Bionote: Nely Keinänen teaches English Literature and Translation at the University of Helsinki, Finland. She has recently been studying translations of Shakespeare into Finnish, and also translates modern Finnish drama into English.

PART TWO: Cultural considerations

PAPER 3

Title: Old Debts and New Ways – Or Not: The Forking Paths of Shakespeare Translation into Spanish Today

Speaker: Alfredo Michel Modenessi, National Autonomous University of Mexico

Abstract: Ten years ago, making a case against the pointless habit of using (mock) Iberian Spanish to translate Shakespeare in Latin America, I wrote that 'translations of Shakespeare are rarely commissioned, and publishers or directors seldom seek academic advice. Due to budget constraints, honest ignorance or blind trust, most productions rely on translations made in Spain, adapted by directors, actors, or, rarely, playwrights'. Have things changed? Consider:

1. In 1999, the collection 'Shakespeare by Writers' started to commission what would become the first 'Complete Works' printed in Latin America. In 2010, Losada of Argentina completed its own series, combining previous versions with work made to order.
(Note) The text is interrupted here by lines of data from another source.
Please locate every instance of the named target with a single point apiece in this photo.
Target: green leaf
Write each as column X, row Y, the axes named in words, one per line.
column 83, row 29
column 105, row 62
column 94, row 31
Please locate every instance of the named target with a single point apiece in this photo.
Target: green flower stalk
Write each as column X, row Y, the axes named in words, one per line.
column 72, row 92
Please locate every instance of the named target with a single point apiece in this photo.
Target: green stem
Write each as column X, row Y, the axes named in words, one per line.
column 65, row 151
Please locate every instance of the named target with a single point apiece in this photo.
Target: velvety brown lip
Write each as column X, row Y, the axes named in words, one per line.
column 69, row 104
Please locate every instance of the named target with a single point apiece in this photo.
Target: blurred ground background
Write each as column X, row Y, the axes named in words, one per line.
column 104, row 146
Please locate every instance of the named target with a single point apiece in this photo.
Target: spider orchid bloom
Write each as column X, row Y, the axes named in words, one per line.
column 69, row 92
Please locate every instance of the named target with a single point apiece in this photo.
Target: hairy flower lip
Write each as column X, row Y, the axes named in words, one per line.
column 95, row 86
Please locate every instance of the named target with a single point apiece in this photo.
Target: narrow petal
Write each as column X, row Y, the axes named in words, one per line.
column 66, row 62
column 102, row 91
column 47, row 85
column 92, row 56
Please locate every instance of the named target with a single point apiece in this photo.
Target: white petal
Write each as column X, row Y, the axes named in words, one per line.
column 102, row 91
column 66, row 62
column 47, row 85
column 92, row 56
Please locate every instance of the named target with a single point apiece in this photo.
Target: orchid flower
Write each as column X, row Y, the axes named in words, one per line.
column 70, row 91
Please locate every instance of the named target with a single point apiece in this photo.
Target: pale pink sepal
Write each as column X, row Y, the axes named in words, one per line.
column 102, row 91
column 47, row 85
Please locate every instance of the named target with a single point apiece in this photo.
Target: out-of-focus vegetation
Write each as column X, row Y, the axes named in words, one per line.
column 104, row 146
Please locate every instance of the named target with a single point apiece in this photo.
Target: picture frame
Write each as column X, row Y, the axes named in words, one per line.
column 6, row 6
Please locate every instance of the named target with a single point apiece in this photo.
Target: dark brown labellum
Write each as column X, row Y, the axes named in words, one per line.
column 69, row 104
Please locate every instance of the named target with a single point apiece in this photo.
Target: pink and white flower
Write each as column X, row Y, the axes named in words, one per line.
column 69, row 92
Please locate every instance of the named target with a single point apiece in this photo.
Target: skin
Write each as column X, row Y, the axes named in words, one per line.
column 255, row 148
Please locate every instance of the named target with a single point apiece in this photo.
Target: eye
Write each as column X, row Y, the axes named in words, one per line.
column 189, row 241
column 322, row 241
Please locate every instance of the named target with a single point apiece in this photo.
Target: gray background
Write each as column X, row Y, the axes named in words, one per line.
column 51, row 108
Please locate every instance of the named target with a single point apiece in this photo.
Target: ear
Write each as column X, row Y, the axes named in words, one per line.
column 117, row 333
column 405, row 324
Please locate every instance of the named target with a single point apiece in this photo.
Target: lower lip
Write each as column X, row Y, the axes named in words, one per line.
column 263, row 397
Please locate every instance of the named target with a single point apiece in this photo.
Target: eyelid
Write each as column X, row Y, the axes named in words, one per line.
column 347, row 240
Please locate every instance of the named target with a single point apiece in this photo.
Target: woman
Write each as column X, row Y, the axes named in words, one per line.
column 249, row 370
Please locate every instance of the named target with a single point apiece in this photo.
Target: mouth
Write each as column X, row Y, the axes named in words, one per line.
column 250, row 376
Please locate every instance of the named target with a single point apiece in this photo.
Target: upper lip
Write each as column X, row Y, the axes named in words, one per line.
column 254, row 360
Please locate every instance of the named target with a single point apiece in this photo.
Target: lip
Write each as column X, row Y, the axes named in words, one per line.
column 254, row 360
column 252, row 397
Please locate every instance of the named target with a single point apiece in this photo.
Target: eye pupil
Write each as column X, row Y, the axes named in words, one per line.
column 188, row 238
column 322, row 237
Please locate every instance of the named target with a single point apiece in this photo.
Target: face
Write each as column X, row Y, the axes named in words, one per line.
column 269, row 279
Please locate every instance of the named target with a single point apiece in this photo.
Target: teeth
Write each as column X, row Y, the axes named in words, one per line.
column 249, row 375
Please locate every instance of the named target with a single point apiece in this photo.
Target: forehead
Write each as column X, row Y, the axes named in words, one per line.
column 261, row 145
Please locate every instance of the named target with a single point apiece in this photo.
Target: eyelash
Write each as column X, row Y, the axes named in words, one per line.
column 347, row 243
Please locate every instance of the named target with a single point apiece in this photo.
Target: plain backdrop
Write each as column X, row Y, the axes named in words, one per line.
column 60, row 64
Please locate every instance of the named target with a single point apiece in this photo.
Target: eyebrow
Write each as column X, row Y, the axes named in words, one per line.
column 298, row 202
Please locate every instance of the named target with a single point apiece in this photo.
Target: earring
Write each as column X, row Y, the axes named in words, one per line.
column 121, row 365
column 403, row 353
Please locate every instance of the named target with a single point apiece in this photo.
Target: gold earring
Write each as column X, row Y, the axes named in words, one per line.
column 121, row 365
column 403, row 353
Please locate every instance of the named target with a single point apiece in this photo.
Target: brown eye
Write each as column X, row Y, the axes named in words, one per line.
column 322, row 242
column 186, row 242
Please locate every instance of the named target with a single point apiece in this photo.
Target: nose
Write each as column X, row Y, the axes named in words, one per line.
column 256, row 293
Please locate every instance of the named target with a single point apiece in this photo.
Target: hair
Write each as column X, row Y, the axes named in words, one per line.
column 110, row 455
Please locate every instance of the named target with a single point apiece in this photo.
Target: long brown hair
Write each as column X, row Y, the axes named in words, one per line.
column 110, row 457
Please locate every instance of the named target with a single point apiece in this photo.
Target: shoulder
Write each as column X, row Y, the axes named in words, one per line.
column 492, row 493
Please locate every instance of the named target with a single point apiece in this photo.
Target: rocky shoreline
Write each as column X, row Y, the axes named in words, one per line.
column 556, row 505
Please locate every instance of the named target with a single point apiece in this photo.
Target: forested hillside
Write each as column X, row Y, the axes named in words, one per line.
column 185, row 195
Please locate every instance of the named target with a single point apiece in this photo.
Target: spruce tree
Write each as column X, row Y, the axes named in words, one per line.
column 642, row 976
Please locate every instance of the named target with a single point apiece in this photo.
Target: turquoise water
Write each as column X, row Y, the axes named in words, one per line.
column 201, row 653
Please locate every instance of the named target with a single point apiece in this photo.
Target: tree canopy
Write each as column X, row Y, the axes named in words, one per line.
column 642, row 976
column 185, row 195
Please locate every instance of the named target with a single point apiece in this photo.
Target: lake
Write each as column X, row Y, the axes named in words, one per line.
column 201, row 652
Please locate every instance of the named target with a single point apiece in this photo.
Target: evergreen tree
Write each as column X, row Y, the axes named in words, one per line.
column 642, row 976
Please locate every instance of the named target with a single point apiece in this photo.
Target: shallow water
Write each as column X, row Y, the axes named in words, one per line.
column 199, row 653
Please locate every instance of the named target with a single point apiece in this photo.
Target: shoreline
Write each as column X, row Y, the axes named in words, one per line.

2. Shortly after 2004, I started to steadily receive commissions for stage-productions of Early Modern drama; among them: Arden of Faversham (2005), Marlowe's Edward II (2006), and Shakespeare's The Comedy of Errors (2007), Othello (2008), The Tempest (2011), Henry IV, Part 1 (2012, for the 'Globe to Globe, 37/37' festival), Julius Caesar (2013), and Richard III (2014). All involved close collaboration with directors, casts and crews. More importantly, all were made with Mexican norms, and all were successful.

3. By 2008, after twenty-five published texts, the head and heretofore sole translator of the only Spanish complete collection in over fifty years required contributions, first by a Catalonian translator, and then, in 2010, by me, a Mexican. With the release of its third volume ('Histories') in March 2015, the 1920s canon that stemmed from Spain and was traditionally used everywhere in the Spanish-speaking world will be fully replaced. Very importantly, all three translators employed Iberian norms.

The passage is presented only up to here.